The Picturephone allowed you to see the person you were talking to on a small screen.
1968
And it was heavily promoted. An ad for the Picturephone said it amounted to “crossing a telephone with a TV set.” Its tagline: “Someday you’ll be a star!”
1964
The Picturephone was introduced to great fanfare at the 1964 New York World’s Fair.
1964
Even the White House was enlisted for a publicized demo. Lady Bird Johnson spoke via Picturephone to a Bell Labs scientist, Elizabeth Wood.
1968
But at the cost of $16 for a three-minute call (more than $165 today), the novelty soon wore off. Though a market failure, the Picturephone had a star turn in Stanley Kubrick’s “2001: A Space Odyssey.”
PRESENT
Decades later, tech giants ran with the vision of talking with people on video. Similar technology is now incorporated in every smartphone, allowing families to chat in real time. Video calls have also transformed the way we work — connecting people around the world for meetings.
The light-sensitive electronic sensor, called a charge-coupled device, opened the door to digital imaging. It captured images by converting photons of light into electrons, breaking images into pixels.
1978
Efforts to use the imaging sensors in cameras and camcorders began in the 1970s, and the products steadily improved. The cameras got smaller and the images sharper. Willard Boyle and George E. Smith earned a share of the Nobel Prize in Physics for their invention.
1978
The science is complicated, but the sensor converts light to electrical charges, stores them and then shifts them across the chip to be measured.
PRESENT
By the early 2000s, a smaller, cheaper technology, CMOS, had won out in mass markets like camera phones. But charge-coupled sensors remained the choice for tasks requiring very high resolution, like mapping the Milky Way.
The silicon solar cell was a Bell Labs triumph of material physics.
The solar cell performs a special kind of photon-to-electron conversion — sunlight to energy.
1956
But while a scientific success, the early solar cell technology was a market flop — prohibitively expensive for mainstream adoption. By one estimate at the time, it would have cost $1.5 million for the solar cells needed to meet the electricity needs of the average American house in 1956.
PRESENT
The solar industry would take off decades later, riding the revolution in semiconductor technology, with prices falling and performance soaring. Government subsidies in many countries, eager to nurture clean energy development, helped as well. Today, light-catching panels stretch across fields and deserts.
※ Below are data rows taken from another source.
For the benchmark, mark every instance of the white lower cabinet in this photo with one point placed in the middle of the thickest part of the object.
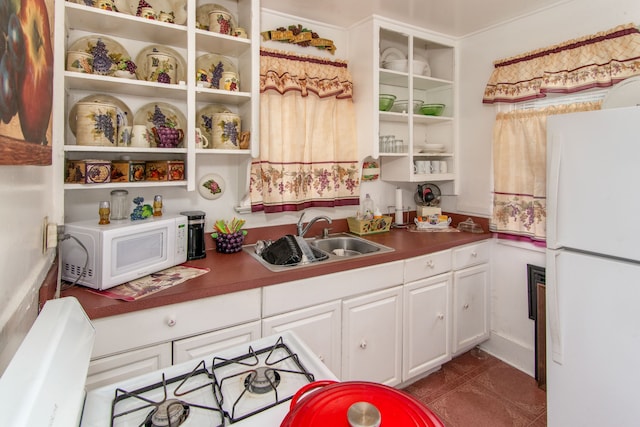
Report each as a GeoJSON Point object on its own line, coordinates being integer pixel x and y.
{"type": "Point", "coordinates": [111, 369]}
{"type": "Point", "coordinates": [372, 337]}
{"type": "Point", "coordinates": [318, 326]}
{"type": "Point", "coordinates": [202, 345]}
{"type": "Point", "coordinates": [470, 307]}
{"type": "Point", "coordinates": [426, 325]}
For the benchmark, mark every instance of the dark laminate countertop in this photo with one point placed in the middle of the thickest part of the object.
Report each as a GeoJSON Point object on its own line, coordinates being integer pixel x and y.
{"type": "Point", "coordinates": [239, 271]}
All computer technology stems from the transistor, the seemingly infinitely scalable nugget of hardware that is essentially an on-off electrical switch that powers digital technology. It was invented at Bell Labs, which licensed the technology to others, paving the way for today’s tech industry.
The versatile transistor can also boost signals by gating electrons and then releasing them.
1956
These transistors — seen on the face of a dime — were the tiniest in their day. The smaller the transistors, the more that can be packed on a chip, using less electricity and enabling faster, more powerful computers.
1950s
Improvements in transistor design led to mass production in the 1950s, helping inspire new products like the portable transistor radio.
1956
The transistor’s inventors — John Bardeen, Walter Brattain and William Shockley — shared the Nobel Prize in Physics for their creation.
1979
The technology continued to improve as a “computer on a chip” in the late 1970s. It was smaller than a fingernail and a few hundredths of an inch thick.
PRESENT
Today’s microscopic transistors animate the chips that go into our phones, computers and cars. The artificial intelligence boom is powered by chips of almost unimaginable scale. Jensen Huang, president of Nvidia, recently showed off the company’s new Rubin A.I. chip, with 336 billion transistors.